Greig Coetzee is feeling feisty

“The best war films are the ones that focus on what happens to the soldier who has returned from the war,” says Greig Coetzee, acclaimed writer, director and actor whose recent work Johnny Boskak Is Feeling Funny reaped a Fringe First Award at this year’s Edinburgh Festival. “That’s why Taxi Driver is the best film made about Vietnam, even though you never catch a glimpse of Vietnam throughout the movie,” he says.

In this respect Johnny Boskak shares many parallels with Martin Scorsese’s epic tale of a Vietnam veteran’s chilling descent into madness and murder. Coetzee’s character is one of the original military misfits from the playwright’s international hit White Men with Weapons. Now, 20 years later, Boskak is disenchanted, disillusioned, alienated and unemployed. A self-described “white-trash apartheid abomination”, unable to come to terms with life as a shiftless bum in a country ruled by people he was once trained to kill.

Two decades after leaving the killing fields of his own “Nam” (Namibia), Boskak emerges from the shadows of history to wreak havoc in Coetzee’s stunningly original “low-budget road movie for the stage”- with a script written and delivered in furiously paced rhyming couplets from a collapsed cauldron of English, Afrikaans, Zulu and South African slang.

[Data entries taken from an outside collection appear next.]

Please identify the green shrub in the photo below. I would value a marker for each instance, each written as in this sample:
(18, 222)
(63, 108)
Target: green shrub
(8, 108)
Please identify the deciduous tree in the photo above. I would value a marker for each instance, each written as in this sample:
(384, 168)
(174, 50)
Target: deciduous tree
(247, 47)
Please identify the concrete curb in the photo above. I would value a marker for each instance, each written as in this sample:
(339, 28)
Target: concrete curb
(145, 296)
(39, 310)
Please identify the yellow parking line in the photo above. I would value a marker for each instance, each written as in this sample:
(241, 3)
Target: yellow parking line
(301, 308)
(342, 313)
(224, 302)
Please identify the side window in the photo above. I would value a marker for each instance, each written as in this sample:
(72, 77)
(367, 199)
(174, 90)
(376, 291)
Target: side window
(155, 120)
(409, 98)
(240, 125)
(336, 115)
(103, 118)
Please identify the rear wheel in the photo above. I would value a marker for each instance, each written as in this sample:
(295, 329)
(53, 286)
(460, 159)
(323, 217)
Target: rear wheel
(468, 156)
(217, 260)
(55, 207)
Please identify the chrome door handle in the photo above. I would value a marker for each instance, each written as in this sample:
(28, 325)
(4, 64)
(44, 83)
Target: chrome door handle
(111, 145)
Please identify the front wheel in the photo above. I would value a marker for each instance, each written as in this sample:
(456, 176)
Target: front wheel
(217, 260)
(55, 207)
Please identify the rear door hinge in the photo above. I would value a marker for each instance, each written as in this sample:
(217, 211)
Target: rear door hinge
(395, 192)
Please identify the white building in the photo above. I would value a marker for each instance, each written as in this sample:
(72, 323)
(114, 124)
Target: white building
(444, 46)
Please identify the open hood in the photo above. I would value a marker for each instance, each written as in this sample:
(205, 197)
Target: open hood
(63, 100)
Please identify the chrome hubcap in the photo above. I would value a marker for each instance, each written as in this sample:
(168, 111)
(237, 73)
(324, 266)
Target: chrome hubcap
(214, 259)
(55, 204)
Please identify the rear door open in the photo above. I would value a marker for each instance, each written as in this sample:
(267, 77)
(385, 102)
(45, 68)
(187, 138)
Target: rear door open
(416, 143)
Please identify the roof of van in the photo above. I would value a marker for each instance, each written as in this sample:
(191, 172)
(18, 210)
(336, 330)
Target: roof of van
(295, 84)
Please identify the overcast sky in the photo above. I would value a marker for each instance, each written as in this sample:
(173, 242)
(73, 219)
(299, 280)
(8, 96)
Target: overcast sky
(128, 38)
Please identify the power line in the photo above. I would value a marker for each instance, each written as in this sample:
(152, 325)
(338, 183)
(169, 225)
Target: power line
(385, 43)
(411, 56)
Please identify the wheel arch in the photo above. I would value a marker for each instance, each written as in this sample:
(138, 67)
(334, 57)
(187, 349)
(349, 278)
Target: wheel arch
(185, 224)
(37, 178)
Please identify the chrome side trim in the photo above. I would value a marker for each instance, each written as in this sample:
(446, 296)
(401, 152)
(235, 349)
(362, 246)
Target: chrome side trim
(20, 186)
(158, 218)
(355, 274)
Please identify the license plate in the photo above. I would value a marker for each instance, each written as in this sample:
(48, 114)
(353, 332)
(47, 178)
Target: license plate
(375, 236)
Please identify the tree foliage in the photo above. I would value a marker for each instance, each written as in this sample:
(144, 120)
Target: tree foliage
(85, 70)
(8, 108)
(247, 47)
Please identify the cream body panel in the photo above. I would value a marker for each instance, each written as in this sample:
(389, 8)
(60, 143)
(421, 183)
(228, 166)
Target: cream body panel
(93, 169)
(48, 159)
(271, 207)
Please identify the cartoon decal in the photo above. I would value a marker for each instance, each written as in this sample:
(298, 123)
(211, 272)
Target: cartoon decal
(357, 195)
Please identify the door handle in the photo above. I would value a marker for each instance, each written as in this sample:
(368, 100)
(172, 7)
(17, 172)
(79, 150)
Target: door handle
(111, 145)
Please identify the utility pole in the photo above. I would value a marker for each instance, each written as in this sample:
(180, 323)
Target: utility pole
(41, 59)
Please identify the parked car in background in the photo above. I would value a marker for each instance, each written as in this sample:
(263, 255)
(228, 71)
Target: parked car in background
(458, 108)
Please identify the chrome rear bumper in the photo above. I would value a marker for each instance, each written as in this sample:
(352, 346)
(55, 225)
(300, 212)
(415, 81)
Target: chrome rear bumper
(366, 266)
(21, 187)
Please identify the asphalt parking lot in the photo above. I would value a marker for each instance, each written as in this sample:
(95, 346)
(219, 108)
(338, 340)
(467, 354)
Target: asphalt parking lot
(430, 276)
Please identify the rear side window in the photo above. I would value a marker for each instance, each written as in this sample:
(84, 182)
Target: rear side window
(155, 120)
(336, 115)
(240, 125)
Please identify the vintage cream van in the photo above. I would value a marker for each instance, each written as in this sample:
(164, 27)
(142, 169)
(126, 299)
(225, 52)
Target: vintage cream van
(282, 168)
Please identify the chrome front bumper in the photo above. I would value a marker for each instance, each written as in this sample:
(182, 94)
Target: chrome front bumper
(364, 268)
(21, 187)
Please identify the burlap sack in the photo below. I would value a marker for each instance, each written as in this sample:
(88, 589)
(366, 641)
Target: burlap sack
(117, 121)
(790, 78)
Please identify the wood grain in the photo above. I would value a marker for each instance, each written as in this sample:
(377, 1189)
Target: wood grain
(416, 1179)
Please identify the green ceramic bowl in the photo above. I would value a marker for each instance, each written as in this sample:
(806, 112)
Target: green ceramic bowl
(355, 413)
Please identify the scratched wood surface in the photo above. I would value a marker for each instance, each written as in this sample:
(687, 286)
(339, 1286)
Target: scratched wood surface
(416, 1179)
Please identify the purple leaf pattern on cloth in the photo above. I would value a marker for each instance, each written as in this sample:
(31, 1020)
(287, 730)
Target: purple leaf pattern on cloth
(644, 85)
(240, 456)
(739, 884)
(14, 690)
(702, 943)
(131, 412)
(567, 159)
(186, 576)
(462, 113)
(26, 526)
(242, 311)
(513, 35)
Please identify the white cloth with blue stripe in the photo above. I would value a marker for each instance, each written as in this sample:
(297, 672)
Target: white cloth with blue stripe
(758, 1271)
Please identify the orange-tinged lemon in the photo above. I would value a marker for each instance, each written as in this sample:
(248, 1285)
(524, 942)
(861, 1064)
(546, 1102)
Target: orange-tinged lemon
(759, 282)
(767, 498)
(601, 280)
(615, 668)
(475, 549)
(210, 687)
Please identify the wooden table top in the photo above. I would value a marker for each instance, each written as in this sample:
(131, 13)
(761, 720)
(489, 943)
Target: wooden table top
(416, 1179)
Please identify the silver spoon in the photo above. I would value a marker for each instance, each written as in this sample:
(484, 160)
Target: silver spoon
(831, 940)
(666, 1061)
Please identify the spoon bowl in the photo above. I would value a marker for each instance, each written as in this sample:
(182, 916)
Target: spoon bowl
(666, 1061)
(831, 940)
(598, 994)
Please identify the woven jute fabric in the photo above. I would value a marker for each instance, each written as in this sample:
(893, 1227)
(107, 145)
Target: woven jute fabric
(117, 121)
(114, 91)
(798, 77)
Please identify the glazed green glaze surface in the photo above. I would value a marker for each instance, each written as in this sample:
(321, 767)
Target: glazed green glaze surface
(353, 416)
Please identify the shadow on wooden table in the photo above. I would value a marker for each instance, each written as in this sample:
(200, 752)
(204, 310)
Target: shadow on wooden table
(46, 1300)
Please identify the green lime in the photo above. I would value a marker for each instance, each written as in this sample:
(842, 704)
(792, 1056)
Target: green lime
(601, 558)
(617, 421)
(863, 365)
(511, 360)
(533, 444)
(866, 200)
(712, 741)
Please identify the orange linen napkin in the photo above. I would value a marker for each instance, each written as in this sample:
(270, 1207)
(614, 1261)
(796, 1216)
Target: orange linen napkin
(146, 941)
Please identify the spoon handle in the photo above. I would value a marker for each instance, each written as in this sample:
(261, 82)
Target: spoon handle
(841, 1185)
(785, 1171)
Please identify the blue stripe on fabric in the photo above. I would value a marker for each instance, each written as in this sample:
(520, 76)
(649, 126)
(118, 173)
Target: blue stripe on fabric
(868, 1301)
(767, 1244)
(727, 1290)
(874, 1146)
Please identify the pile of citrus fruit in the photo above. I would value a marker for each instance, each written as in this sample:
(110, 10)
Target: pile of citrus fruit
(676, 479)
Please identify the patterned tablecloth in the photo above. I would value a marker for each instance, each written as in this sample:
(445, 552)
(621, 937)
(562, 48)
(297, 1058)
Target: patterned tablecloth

The work is a hugely entertaining triumph of tragicomedy as Boskak — who claims “I’ve met the Devil and I’ve met the Lord and they’re both driving cars you and I can’t afford” — hooks up with Eve, a “bubble-gum, lip-gloss, double-come, kick-arse, troublesome angel” for a spree of self-destructive chaos.

Johnny Boskak Is Feeling Funny is at the Hilton Arts Festival from September 15 to 17, where Coetzee’s presence is felt in another stage highlight, Blood Orange.

The work is an adaptation of the novel by South African-born Troy Blacklaws. The one-hander stars Craig Morris as Gecko, a boy whose extremely eccentric and lopsided view of the world unfolds as an eerie coming-of-age tale that mixes existentialism and magic realism with remarkable results. From his idyllic boyhood in the green hills of KwaZulu-Natal to the unforgiving battlegrounds of his schooling in the Cape, Gecko witnesses curious incidents involving James Dean and Wilbur Smith, while evolving a unique take on history beginning with man landing on the moon and ending with Mandela riding a mermaid to freedom.

In a strange twist of fate, Coetzee’s involvement in the 2006 Hilton Arts Festival doesn’t end there — in 1995, during his last year as a teacher at Pietermaritzburg Girls’ High, Coetzee and Helen Vermaak workshopped the South African reconciliation musical Bambelela Sisajike (Hold Tight, We’re Still Turning), which the school has resurrected and updated for a performance at this year’s event.